Based on the final tabulation provided by D.F. King & Co., Inc., the depositary and information agent for the tender offer, the aggregate principal amount of 2014 Notes that were validly tendered and not validly withdrawn prior to expiration was $264.7 million, including the 2014 Notes previously tendered and accepted for payment in connection with consent solicitation completed as of November 23, 2010. Omega has accepted for purchase all 2014 Notes validly tendered and not validly withdrawn prior to expiration.
Omega also announced today that it has given irrevocable notice of redemption of all of the remaining untendered and outstanding 2014 Notes. The aggregate principal amount of the 2014 Notes that remain outstanding and are being redeemed is $45.3 million and the redemption date will be December 16, 2010. Pursuant to the terms of the indenture governing the 2014 Notes, Omega will redeem the outstanding 2014 Notes at a redemption price of 102.333% of their principal amount, or approximately $46.4 million, plus accrued and unpaid interest up to the redemption date.
Omega is a real estate investment trust investing in and providing financing to the long-term care industry.

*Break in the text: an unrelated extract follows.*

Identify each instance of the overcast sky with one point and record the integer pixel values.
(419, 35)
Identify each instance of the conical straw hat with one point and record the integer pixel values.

At September 30, 2010, Omega owned or held mortgages on 395 skilled nursing facilities, assisted living facilities and other specialty hospitals with approximately 45,914 licensed beds (44,179 available beds) located in 35 states and operated by 49 third-party healthcare operating companies, and one closed facility held for sale.
This announcement includes forward-looking statements. Actual results may differ materially from those reflected in such forward-looking statements as a result of a variety of factors, including, among other things: (i) uncertainties relating to the business operations of the operators of Omega's properties, including those relating to reimbursement by third-party payors, regulatory matters and occupancy levels; (ii) regulatory and other changes in the healthcare sector, including without limitation, changes in Medicare reimbursement; (iii) changes in the financial position of Omega's operators; (iv) the ability of operators in bankruptcy to reject unexpired lease obligations, modify the terms of Omega's mortgages, and impede the ability of Omega to collect unpaid rent or interest during the pendency of a bankruptcy proceeding and retain security deposits for the debtor's obligations; (v) the availability and cost of capital; (vi) competition in the financing of healthcare facilities; (vii) Omega's ability to maintain its status as a real estate investment trust; and (viii) other factors identified in Omega's filings with the Securities and Exchange Commission. Statements regarding future events and developments and Omega's future performance, as well as management's expectations, beliefs, plans, estimates or projections relating to the future, are forward-looking statements.